Но прожили мы в этом доме почти всю мою жизнь, Пантелеевна чуть старше моих родителей, которых давно уже нет, так что пусть будет "дочка".

— Да, Марья Пантелеевна? — спрашиваю я, поворачивая к лавочке у подъезда, где и устроилась Пантелеевна. Лавочка хорошая, крепкая. И стоит удобно, в тенечке под кустами разросшейся сирени. Сирень еще моя мама сажала, как только квартиру здесь получили. Сейчас осень, но листья с сирени еще не облетели. А вот березки рядом с домом уже голые...

— Дочка, ты... — Пантелеевна замолкает. Понятно. Опять забыла, как меня зовут.

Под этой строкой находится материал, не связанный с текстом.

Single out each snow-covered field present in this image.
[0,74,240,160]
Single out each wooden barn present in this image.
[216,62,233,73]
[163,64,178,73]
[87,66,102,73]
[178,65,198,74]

— Наташа я, — негромко говорю я. Не дай бог, кто услышит — и выпишут бабке принудительное освидетельствование и санацию.

— Наташенька, ты посиди со мной, — просит бабка.

Спешить мне особо некуда, так что я присаживаюсь рядом.

— Как ваше здоровье?

— Да помаленьку, — бабка вздыхает. — Слышала про Ниськиных-то?

— Слышала, — мрачно отвечаю я. Старшим не повезло, попали под облаву. Младших определили в Центр Защиты детей. До восемнадцати лет им ничего не грозит, а вот дальше... Девчонкам — либо рожай сразу, либо в недобровольные доноры. Многие рожают. Еще там, в Центре. Это приветствуется и пропагандируется — "нам нужны новые люди!" Парням... тут кому как повезет.

Попасть в законтрактованные "слуги" — чуть ли не единственное везение.

— Говорят, они попали-то не просто так, — бабка уже еле шепчет, — мол, не то сказали да не при тех...

Молча пожимаю плечами. Тут лучше не отвечать вообще, живее будешь.

— Мне тута бумажку принесли, — вздыхает Пантелеевна, — из Центра эвтаназии. Мол, иммунитет для членов семьи дадут, на десять лет сразу, если соглашусь... Сама знаешь, зять-то у меня второй месяц без работы уже... категорию снимут, так за ним в "Сомнительные" и дочка попадет... да и внучкам несладко будет. А я уж пожила свое, дак хоть семье польза будет.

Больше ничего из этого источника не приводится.